Khoklov groaned. “Tell him I appreciate the lead on industrial atomic espionage, but that crap went out with Klaus Fuchs and the Rosenbergs.”
Starlitz sighed. “Let’s give Inoue-san a little face here, Pulat Romanevich. His Holiness the Master predicts the world will end in 1997. We play along with the cult’s
loony apocalypse myths, and we can lock in their deposits all the way through winter ninety-six.”
“Why do we need this plastic-headed lunatic?” Khoklov said. “He’s a crooked exploiter of the gullible masses. He’s running dummy companies inside Russia and recruiting Russian suckers for his ridiculous yoga cult. He needs us more than we need him. He’s a long way from home. Put the strong-arm on him.”

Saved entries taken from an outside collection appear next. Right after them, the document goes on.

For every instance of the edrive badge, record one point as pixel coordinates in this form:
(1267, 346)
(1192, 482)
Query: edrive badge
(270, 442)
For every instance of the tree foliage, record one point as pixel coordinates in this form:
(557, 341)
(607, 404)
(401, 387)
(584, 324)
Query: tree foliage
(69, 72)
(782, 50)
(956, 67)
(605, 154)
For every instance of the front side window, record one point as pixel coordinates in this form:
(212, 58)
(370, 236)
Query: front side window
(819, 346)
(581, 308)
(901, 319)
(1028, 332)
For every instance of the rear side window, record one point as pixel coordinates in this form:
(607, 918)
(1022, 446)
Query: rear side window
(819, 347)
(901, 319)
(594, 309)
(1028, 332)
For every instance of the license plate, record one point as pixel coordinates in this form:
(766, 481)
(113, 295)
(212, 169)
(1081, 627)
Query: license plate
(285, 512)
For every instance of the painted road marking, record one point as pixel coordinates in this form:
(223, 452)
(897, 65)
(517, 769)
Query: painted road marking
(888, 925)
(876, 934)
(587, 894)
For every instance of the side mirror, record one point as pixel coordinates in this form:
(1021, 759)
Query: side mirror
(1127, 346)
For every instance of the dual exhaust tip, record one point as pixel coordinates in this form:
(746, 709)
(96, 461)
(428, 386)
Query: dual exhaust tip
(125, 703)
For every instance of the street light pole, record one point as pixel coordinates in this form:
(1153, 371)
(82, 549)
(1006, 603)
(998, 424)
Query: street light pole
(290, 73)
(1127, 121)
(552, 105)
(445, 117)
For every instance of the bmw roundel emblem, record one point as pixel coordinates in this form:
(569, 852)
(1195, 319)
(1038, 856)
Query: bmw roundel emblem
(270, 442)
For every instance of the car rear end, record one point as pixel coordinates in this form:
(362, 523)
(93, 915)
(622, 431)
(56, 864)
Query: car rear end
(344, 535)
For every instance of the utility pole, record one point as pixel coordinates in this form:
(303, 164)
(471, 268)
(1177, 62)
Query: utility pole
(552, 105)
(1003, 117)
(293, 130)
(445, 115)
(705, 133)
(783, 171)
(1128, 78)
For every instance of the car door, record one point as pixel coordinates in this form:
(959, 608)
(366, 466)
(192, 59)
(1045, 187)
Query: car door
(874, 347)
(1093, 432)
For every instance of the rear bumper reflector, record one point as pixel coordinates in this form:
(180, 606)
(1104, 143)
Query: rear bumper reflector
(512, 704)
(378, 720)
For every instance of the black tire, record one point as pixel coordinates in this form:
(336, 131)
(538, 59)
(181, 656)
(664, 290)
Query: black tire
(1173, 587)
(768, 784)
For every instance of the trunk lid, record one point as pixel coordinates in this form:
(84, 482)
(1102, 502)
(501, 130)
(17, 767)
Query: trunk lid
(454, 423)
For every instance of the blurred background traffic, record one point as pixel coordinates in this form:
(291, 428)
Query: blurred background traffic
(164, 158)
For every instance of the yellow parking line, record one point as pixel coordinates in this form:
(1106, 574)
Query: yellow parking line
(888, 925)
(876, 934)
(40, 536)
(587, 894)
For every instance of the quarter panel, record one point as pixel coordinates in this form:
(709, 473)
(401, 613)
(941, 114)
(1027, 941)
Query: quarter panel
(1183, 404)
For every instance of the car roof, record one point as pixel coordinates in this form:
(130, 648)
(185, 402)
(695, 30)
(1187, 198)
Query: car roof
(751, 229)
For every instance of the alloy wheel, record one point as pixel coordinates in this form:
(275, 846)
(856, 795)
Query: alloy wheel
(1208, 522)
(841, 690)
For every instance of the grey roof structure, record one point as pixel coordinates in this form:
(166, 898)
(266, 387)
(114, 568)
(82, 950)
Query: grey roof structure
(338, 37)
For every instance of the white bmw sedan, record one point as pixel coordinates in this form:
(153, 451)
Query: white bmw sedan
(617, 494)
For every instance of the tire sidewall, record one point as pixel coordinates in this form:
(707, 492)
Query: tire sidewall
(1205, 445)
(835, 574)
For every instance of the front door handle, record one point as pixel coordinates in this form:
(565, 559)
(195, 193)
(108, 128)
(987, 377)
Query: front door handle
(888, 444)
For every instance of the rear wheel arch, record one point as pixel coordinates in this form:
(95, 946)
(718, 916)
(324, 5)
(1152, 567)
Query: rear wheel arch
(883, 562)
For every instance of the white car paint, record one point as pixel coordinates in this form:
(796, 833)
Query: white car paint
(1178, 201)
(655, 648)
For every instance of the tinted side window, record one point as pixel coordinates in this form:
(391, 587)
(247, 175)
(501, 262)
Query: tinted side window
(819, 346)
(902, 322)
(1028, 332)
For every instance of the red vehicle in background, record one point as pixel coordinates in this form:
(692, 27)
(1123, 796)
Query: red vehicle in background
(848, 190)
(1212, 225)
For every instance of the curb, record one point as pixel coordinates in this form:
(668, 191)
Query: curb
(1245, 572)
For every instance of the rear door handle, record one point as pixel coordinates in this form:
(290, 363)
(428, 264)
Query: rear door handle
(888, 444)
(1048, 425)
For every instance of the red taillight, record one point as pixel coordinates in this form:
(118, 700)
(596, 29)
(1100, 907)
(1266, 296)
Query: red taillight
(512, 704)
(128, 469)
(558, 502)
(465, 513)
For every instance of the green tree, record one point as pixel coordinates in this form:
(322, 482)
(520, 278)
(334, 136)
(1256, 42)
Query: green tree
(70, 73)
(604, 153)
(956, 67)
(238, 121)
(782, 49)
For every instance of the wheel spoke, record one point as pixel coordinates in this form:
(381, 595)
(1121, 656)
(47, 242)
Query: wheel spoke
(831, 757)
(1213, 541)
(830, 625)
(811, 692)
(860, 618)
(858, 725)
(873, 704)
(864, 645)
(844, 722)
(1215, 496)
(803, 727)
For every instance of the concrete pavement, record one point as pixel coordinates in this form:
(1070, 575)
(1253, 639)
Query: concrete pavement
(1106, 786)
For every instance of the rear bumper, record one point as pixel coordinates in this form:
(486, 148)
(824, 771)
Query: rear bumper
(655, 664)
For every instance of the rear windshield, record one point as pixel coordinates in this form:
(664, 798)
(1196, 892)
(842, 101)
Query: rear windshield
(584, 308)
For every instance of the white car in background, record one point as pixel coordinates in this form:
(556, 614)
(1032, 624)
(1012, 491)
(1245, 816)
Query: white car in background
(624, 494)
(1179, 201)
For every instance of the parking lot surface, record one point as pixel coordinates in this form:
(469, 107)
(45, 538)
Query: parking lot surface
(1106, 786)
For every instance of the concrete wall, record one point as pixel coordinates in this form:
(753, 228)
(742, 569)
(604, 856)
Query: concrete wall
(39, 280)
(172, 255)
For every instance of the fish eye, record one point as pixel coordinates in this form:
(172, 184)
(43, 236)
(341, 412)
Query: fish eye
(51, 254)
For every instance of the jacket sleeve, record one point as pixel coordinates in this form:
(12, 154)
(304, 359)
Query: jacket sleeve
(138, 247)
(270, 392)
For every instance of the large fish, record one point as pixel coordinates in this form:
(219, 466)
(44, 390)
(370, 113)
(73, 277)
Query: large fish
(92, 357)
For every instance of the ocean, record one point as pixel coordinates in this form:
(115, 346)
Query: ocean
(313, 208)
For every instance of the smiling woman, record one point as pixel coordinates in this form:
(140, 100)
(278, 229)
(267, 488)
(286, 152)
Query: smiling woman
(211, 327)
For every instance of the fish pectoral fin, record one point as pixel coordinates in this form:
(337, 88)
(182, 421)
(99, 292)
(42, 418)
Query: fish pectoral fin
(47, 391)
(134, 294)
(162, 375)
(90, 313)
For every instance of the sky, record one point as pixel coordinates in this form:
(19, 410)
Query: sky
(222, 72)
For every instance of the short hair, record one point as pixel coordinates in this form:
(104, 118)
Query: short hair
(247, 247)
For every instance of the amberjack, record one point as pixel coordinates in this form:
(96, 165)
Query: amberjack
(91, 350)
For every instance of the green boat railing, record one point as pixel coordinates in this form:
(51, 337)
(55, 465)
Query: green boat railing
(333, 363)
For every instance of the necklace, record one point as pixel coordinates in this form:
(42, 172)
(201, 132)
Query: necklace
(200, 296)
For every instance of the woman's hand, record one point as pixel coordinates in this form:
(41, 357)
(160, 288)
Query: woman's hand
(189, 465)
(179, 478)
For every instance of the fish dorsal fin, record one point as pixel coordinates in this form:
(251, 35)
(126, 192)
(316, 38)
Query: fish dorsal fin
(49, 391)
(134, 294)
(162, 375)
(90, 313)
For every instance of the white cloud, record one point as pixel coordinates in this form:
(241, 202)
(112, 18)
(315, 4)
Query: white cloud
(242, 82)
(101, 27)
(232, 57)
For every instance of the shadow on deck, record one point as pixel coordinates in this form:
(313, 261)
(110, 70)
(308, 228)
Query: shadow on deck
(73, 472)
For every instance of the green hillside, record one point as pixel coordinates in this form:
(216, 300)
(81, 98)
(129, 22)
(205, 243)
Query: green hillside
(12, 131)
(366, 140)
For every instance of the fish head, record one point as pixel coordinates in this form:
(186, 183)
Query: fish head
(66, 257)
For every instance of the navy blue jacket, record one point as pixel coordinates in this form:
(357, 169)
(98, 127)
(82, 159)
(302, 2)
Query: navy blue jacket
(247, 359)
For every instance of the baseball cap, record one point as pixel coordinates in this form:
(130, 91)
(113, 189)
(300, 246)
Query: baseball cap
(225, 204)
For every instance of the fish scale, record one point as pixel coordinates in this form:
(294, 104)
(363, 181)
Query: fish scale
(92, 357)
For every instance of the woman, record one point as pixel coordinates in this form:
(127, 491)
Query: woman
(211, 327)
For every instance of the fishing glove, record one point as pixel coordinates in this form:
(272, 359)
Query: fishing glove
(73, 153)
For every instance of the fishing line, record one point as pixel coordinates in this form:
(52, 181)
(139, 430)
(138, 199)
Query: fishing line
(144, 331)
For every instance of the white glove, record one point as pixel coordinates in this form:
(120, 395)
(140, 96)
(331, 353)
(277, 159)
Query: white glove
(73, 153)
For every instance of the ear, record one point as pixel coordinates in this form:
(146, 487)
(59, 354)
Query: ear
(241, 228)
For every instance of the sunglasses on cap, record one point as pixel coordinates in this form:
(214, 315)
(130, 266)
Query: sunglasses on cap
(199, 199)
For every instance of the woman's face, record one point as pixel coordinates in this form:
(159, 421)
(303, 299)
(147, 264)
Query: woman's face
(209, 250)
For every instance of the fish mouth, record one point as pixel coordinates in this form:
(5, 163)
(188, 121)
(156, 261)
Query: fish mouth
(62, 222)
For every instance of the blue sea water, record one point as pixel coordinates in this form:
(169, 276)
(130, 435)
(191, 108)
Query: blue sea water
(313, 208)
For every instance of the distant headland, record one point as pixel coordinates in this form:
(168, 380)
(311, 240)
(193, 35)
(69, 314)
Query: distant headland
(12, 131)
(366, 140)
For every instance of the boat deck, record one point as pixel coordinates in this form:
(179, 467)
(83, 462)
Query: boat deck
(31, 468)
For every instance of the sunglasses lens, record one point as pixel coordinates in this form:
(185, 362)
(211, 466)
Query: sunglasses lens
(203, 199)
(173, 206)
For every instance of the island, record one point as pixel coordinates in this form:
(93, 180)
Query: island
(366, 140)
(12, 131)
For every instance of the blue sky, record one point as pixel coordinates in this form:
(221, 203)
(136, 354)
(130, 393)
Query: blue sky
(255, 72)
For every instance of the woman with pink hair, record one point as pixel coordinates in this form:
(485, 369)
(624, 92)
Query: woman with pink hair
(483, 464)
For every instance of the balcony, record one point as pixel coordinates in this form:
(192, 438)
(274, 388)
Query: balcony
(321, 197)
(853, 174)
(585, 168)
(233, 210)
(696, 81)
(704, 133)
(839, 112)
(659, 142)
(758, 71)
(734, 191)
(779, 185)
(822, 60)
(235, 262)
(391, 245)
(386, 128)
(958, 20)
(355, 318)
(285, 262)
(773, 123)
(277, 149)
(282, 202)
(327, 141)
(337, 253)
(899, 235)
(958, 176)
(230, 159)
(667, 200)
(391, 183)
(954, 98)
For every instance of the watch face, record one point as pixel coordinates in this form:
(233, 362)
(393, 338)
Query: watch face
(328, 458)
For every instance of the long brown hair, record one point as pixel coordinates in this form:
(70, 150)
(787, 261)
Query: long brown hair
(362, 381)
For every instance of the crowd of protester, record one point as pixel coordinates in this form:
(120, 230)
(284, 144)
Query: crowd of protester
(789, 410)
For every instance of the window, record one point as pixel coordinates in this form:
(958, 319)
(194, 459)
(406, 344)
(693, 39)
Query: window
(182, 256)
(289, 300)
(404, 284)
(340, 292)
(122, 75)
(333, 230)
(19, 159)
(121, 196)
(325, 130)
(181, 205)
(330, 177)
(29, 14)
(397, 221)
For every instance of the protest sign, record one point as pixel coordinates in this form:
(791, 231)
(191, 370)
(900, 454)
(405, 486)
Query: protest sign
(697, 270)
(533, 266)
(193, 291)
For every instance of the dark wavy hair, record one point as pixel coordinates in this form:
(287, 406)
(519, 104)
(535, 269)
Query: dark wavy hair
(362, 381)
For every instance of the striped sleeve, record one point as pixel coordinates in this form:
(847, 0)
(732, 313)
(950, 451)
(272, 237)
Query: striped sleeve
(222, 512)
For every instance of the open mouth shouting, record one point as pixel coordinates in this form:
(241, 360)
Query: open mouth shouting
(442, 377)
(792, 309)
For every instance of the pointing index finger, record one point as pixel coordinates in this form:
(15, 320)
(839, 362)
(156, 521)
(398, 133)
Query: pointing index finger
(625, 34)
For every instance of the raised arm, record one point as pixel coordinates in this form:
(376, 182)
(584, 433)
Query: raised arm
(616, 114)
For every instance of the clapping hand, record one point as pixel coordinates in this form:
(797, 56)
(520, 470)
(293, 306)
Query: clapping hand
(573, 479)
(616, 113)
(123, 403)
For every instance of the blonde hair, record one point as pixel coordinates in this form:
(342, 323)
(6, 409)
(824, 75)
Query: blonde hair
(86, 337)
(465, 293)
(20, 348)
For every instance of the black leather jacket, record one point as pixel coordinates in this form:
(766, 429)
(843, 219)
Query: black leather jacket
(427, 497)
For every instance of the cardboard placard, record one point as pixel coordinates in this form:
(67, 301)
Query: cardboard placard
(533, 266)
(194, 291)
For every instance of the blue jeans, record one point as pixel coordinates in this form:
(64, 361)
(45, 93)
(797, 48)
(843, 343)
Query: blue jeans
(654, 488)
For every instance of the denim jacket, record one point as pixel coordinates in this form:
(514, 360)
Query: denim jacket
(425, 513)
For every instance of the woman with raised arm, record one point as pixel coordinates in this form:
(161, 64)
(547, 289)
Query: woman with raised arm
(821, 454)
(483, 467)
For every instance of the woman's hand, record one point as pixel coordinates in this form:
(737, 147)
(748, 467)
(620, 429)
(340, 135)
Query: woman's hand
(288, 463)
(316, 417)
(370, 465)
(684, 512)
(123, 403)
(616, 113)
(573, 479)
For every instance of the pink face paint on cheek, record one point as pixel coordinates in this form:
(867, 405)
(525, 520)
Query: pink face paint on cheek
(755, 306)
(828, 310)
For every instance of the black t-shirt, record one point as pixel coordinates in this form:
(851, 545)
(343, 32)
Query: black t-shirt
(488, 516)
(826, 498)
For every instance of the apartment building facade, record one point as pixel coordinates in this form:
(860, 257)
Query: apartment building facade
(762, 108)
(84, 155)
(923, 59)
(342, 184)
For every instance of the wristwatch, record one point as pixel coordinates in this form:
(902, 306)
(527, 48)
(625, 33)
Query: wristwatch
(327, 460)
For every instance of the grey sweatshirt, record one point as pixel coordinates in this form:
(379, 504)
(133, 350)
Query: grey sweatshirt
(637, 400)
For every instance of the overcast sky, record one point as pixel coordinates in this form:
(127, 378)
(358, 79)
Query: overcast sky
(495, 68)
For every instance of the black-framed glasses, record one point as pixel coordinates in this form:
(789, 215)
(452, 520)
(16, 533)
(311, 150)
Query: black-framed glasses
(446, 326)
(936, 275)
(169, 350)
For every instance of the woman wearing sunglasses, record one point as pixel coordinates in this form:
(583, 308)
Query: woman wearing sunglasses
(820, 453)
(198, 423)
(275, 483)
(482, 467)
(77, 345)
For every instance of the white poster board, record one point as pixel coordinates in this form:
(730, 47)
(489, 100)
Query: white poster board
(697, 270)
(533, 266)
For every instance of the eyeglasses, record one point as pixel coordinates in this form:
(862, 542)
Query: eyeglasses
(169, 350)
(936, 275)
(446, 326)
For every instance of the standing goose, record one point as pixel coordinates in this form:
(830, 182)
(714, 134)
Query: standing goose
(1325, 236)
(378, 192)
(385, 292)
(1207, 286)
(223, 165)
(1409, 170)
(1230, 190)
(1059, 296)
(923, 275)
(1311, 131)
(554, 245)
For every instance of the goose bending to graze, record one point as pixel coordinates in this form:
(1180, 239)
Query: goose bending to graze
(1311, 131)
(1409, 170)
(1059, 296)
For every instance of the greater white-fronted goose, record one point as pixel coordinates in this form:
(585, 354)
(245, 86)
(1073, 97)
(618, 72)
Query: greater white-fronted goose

“Listen, ace. We need the cult’s deposit money, because we need that yen disparity to cover the flow of black capital. Besides, I’m the Tokyo liaison for this gig! It’s true the mafia could break his knees inside Russia, but back in Japan, his pals are building big stainless-steel bunkers full of giant microwaves.”
“There are limits to my credulity, you know,” Khoklov said testily. “Botulism breweries? Nerve gas factories? Hundreds of brainwashed New Age robots building computer chips for a half-blind master criminal in white pajamas? It’s completely absurd, it’s like something out of James Bond. Please inform this clown that he’s dealing with real-life professionals.”
Starlitz raised his hand and signaled. “Check please.”
“Here you are sir,” said Aino. “I hope you and your foreign friends are enjoying your stay in hospitable Helsinki.”
After the Helsinki disco bombing, Raf moved his center of operations to the Ålands proper. The hardworking youngsters of the S.A-I.C. had found him another bolthole—a sauna retreat in the dense woods of Kökar Island. This posh resort belonged to a Swedish arms corporation who had once used it to entertain members of various Third World defense departments. Handy day-trips into the Ålands had assured them privacy and avoided potential political embarrassments on Swedish soil. This Swedish company had fallen on hard times due to the massive Russian bargain-basement armaments sales. They were happy
to sublet their resort to Khoklov’s well-heeled shell company.